The Trump administration maintained that she was not a citizen and barred her from returning, even as it pressed European allies to repatriate their own detained nationals to reduce pressure on the detention camps.
U.S. courts have sided with the government on the question of Muthana’s citizenship, and last January the Supreme Court declined to consider her lawsuit seeking re-entry.
That has left her and her son languishing in a detention camp in northern Syria housing thousands of widows of Islamic State fighters and their children.
Some 65,600 suspected Islamic State members and their families — both Syrians and foreign citizens — are held in camps and prisons in northeastern Syria run by U.S.-allied Kurdish groups, according to a Human Rights Watch report released last month.
Women accused of affiliation with IS and their minor children are largely housed in the al-Hol and Roj camps, under what the rights group described as “life threatening conditions.” The camp inmates include more than 37,400 foreigners, among them Europeans and North Americans.
Human Rights Watch and other monitors have cited dire living conditions in the camps, including inadequate food, water and medical care, as well as the physical and sexual abuse of inmates by guards and fellow detainees.
Kurdish-led authorities and activists have blamed IS sleeper cells for surging violence within the facilities, including the beheading of two Egyptian girls, aged 11 and 13, in al-Hol camp in November.
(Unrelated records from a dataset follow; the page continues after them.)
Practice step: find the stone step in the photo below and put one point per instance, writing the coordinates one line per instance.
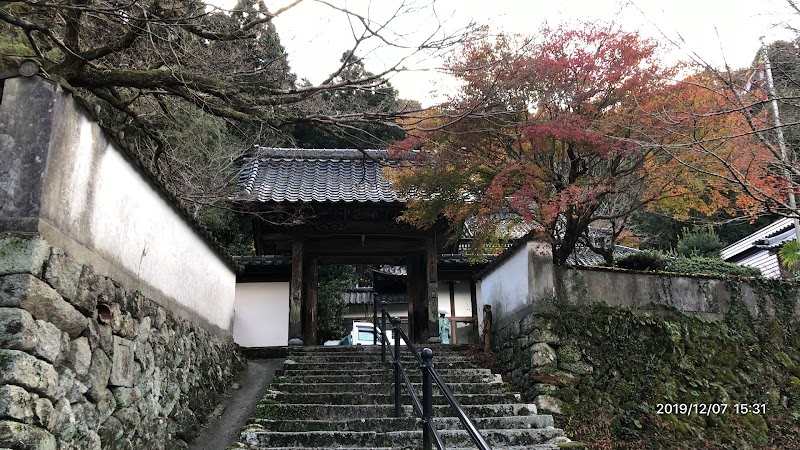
(257, 436)
(316, 411)
(293, 370)
(356, 366)
(461, 349)
(525, 447)
(383, 388)
(403, 423)
(351, 398)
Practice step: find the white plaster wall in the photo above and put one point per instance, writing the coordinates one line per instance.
(505, 288)
(261, 314)
(463, 301)
(94, 196)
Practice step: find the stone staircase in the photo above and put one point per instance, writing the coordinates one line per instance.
(342, 397)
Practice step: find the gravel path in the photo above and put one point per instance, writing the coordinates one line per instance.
(226, 421)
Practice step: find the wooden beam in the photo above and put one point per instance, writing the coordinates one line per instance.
(310, 285)
(473, 297)
(431, 287)
(412, 291)
(296, 292)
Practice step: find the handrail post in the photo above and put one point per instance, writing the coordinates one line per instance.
(385, 336)
(398, 407)
(427, 398)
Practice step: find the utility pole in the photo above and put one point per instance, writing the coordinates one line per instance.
(785, 157)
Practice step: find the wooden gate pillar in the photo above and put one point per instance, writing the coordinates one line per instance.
(296, 292)
(431, 292)
(310, 285)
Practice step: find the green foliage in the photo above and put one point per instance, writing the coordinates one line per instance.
(233, 230)
(709, 266)
(334, 282)
(649, 260)
(789, 254)
(374, 134)
(641, 362)
(699, 242)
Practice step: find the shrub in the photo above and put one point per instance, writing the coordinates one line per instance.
(699, 242)
(708, 266)
(651, 260)
(643, 260)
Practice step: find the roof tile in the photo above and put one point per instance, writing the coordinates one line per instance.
(296, 175)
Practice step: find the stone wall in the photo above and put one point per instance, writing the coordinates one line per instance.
(141, 377)
(537, 362)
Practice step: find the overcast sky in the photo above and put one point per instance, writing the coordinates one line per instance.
(717, 30)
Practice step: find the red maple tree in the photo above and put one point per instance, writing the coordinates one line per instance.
(549, 129)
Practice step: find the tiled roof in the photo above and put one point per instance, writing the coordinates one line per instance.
(297, 175)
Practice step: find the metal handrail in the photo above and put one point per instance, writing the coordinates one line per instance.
(430, 434)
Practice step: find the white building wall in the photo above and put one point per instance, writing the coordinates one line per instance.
(96, 203)
(463, 301)
(261, 314)
(506, 287)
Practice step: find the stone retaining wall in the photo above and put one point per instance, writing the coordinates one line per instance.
(537, 362)
(144, 379)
Turkish airstrikes targeting the Kurdish groups launched that month also hit close to al-Hol. Camp officials alleged that the Turkish strikes were targeting security forces guarding the camp.
“None of the foreigners have been brought before a judicial authority … to determine the necessity and legality of their detention, making their captivity arbitrary and unlawful,” Human Rights Watch wrote. “Detention based solely on family ties amounts to collective punishment, a war crime.”
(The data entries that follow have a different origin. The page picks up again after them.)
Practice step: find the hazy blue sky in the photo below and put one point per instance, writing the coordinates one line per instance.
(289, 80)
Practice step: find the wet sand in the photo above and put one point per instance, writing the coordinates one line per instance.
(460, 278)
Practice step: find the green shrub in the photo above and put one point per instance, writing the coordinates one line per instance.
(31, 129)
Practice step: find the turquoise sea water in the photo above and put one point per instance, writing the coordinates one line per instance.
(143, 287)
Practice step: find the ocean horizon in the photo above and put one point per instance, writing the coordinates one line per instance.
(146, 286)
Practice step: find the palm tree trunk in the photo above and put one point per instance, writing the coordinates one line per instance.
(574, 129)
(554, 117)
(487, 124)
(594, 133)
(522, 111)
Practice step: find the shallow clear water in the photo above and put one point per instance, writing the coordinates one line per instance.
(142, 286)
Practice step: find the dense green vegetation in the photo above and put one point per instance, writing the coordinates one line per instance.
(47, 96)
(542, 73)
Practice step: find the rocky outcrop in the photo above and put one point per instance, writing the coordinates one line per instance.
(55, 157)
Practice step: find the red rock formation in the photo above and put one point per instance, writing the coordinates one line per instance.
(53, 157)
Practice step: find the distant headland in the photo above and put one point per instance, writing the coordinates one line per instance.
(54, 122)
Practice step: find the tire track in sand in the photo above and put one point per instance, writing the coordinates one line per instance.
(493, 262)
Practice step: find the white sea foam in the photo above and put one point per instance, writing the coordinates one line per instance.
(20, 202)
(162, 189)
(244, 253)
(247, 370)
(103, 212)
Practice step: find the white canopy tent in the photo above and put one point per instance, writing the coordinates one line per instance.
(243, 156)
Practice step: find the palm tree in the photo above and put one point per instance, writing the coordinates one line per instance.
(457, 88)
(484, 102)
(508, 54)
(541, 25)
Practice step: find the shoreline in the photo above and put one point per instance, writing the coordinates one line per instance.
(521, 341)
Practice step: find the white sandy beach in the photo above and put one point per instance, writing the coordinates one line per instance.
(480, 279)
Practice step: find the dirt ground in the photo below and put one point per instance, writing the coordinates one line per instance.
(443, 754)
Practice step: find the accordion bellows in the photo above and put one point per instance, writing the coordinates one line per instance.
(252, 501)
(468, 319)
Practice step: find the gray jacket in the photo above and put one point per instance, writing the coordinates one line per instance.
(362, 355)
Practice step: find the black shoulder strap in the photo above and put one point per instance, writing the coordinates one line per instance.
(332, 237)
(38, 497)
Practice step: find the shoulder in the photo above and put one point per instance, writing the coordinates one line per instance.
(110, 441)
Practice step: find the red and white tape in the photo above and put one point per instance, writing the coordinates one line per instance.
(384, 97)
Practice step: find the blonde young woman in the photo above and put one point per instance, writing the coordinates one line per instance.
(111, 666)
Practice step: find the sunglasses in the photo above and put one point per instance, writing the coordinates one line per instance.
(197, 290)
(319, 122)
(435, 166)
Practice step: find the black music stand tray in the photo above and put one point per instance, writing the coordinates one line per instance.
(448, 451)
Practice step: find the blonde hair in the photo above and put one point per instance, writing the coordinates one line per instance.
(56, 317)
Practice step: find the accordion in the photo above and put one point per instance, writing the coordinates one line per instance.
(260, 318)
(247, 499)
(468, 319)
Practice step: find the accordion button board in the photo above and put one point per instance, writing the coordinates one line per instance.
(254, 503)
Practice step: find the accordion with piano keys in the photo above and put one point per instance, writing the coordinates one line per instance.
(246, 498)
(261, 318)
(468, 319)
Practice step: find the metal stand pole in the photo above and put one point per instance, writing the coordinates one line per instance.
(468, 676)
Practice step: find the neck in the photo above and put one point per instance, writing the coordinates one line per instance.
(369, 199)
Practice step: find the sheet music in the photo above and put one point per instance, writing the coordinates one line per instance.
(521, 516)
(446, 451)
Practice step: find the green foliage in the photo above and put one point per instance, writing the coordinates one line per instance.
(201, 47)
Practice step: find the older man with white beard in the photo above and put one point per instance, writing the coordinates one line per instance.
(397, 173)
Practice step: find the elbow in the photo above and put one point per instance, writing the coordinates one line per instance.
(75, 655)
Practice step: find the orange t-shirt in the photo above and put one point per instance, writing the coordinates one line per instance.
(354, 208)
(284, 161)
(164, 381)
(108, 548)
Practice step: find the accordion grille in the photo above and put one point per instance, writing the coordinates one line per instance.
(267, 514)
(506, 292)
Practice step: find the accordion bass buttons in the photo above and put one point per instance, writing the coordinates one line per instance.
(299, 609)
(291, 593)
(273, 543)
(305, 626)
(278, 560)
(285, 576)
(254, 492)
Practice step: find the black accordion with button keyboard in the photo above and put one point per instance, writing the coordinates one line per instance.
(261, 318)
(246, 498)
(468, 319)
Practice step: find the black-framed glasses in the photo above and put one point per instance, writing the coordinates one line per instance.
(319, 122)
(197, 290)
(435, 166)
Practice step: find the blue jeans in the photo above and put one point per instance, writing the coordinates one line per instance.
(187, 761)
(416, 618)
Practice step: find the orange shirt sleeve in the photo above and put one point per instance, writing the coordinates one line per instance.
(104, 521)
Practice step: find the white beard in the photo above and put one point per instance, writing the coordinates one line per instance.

Calls to repatriate the detainees were largely ignored in the immediate aftermath of IS’ bloody reign, which was marked by massacres, beheadings and other atrocities, many of which were broadcast to the world in graphic films circulated on social media.
But with the passage of time, the pace of repatriations has started to pick up. Human Rights Watch said some 3,100 foreigners — mostly women and children — have been sent home over the past year. Most were Iraqis, who comprise the majority of detainees, but citizens were also repatriated to Australia, Canada, France, Germany, the Netherlands, Russia and the United Kingdom.
The U.S. has repatriated a total of 39 American nationals. It’s unclear how many other Americans remain in the camps.
These days, Muthana portrays herself as a victim of the Islamic State.
Speaking with TNM, she describes how, after arriving in Syria in 2014, she was detained in a guest house reserved for unmarried women and children. “I’ve never seen that kind of filthiness in my life, like there was 100 women and twice as much kids, running around, too much noise, filthy beds,” she said.
The only way to escape was to marry a fighter. She eventually married and remarried three times. Her first two husbands, including the father of her son, were killed in battle. She reportedly divorced her third husband.
The extremist group, which is also known as ISIS, no longer controls any territory in Syria or Iraq but continues to carry out sporadic attacks and has supporters in the camps themselves. Muthana says she still has to be careful about what she says because of fear of reprisal.
“Even here, right now, I can’t fully say everything I want to say. But once I do leave, I will. I will be an advocate against this,” she said. “I wish I can help the victims of ISIS in the West understand that someone like me is not part of it, that I as well am a victim of ISIS.”